U.S. government incentives to spur a market for battery-powered autos aren’t a cost-effective way to cut oil use and tailpipe emissions compared with boosting sales of hybrids and plug-in cars that go short distances on electricity, a study said.
Battery breakthroughs, more-expensive oil and a more- efficient electric power grid will be needed to justify the expense, weight, and assembly-related costs of “large battery pack” cars, according to the review by Carnegie Mellon University, Arizona State University and Rand Corp., published this week in Proceedings of the National Academy of Sciences.
Hybrids similar to Toyota Motor Corp. (7203)’s Prius and plug-in hybrids that go about 10 miles on battery power offer fuel-use and carbon-exhaust savings similar to more advanced rechargeable models such as Nissan Motor Co.’s electric Leaf and General Motors Co. (GM)’s Volt, and at lower cost, the study found.

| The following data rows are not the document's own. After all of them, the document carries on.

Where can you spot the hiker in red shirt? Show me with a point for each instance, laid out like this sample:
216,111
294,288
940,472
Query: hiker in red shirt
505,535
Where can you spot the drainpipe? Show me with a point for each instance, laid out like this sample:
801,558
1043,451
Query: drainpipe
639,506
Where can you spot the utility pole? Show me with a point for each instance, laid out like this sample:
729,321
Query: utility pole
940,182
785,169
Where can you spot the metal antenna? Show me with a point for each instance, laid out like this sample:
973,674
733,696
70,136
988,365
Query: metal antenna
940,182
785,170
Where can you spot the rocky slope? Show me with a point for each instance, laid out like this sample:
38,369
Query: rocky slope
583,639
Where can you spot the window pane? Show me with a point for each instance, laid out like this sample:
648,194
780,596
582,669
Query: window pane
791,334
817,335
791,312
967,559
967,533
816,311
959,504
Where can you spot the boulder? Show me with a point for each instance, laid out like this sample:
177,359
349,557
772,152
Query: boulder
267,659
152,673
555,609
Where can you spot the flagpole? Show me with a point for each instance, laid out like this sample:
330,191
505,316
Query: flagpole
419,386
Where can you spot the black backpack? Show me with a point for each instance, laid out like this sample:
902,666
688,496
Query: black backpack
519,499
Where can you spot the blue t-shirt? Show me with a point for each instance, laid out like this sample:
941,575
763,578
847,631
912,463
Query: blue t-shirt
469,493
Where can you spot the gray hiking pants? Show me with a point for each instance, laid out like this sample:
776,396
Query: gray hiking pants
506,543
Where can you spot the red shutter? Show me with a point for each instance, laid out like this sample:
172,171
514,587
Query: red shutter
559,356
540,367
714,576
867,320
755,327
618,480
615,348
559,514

“It’s not that large battery packs are bad, it’s that they are not providing as many benefits per dollar,” Jeremy Michalek, an engineering professor at Carnegie Mellon University in Pittsburgh who led the review, said in an interview. “Ordinary hybrids increase fuel economy substantially, and the incremental cost of those systems is getting relatively small.”
The study did not recommend specific models.
Congress in 2009 approved tax credits of as much as $7,500 for consumers to buy vehicles powered mainly by electricity to help cut emissions tied to global warming and oil imports, along with low-cost federal loans for carmakers to add or upgrade factories to build them. Nissan, GM and startups Tesla Motors Inc. (TSLA) and Fisker Automotive Inc. have received loans they’re using to build rechargeable vehicles.
Nissan’s Leaf hatchback, which goes about 70 miles per charge of its lithium-ion battery pack, costs $35,200 before the credit, and GM’s Volt that goes about 35 miles per charge has a $39,145 starting price without the incentive. Prius, averaging 50 miles per gallon of gasoline, doesn’t qualify for a federal tax credit.
Tesla’s electric Roadster sports car costs more than $100,000 even with the credit and can travel more than 200 miles per charge. Fisker’s Karma plug-in model that’s being delivered to U.S. customers costs more than $80,000.
Toyota, the world’s largest seller of hybrid autos, said this month the plug-in version of Prius that goes on sale early next year will travel 15 miles on electricity before the gasoline engine kicks in, when it averages 49 mpg. The car has a $32,000 base price, prior to a $2,500 federal tax credit, the company said.
“Current subsidies to support plug-in vehicle adoption favor large battery packs,” the report said. Such packs “are expensive and heavy” and “are underutilized when the battery capacity is larger than needed for a typical trip,” it said.
Both Toyota and Ford Motor Co. (F), which are working together to develop a hybrid system for light trucks, provide funding for engineering research at Carnegie Mellon University, Michalek said. Neither company was involved in the report released today, which was funded by the National Science Foundation, he said.